The unknown figures passed on and away, themselves at some similar task put upon them by fate, ordered as one might say to wander in that dangerous nowhere for an hour or two, and risk everything for that, a roll of wire, a scrap of intelligence about a hole other men had maybe dug afresh.
Willie grinned and grinned, he put a hand down into the clay and scrabbled a cold fingerclasp of it, and put it to his damp cheeks and rubbed it in gratefully. The little red stones rasped along his skin. He had hardly a true idea who he was in that second, what he was thinking, where he was, what nation he belonged to, what language he spoke. He was as happy in this absence of fear, fear that he had feared would stop him dumb and numb, happy as an angel, as a free bird, as that doomed man to the right of Christ must have felt when the King of the Jews Himself said that for his kindness he would be saved, would be seated at Christ’s right hand in heaven, that though the three would die, two would not die, bound one to the other by kindness.
‘What in the name of the good fucking Christ are you grinning at, Willie Dunne?’ said Christy, lying now on his side on an elbow, quite in the country and at his ease. Willie knew Christy Moran was itching to unhitch the fag in his ear and have another pleasing smoke. Have a pleasing smoke and fuck the world and her wars and her cares.
‘I don’t know, Sarge, I don’t know.’
‘Fuck me to heaven,’ whispered Christy Moran, ‘if I didn’t think I was going to have to drop dead from the fright those buggers gave me. Can they not make a bit of noise when they’re going about so someone can shoot them?’

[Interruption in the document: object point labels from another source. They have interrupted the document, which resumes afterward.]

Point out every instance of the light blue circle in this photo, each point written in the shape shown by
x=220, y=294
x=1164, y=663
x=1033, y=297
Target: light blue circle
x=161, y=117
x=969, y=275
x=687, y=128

‘Come on, lads, we’ll shimmy back and have a can of evil-smelling tea,’ said Captain Pasley.
‘Just the job, Captain,’ said Christy Moran. ‘We’ll come with you, right enough. No bother, sir.’
‘Everyone shipshape?’
Shipshape, and alive.
Chapter Four
Now Willie was gone all those months. Dublin he supposed was just the same, and he wondered what spring would be looking like, sitting in the trees along Sackville Street, the real Sackville Street and not just a trench, and cheering up the starlings.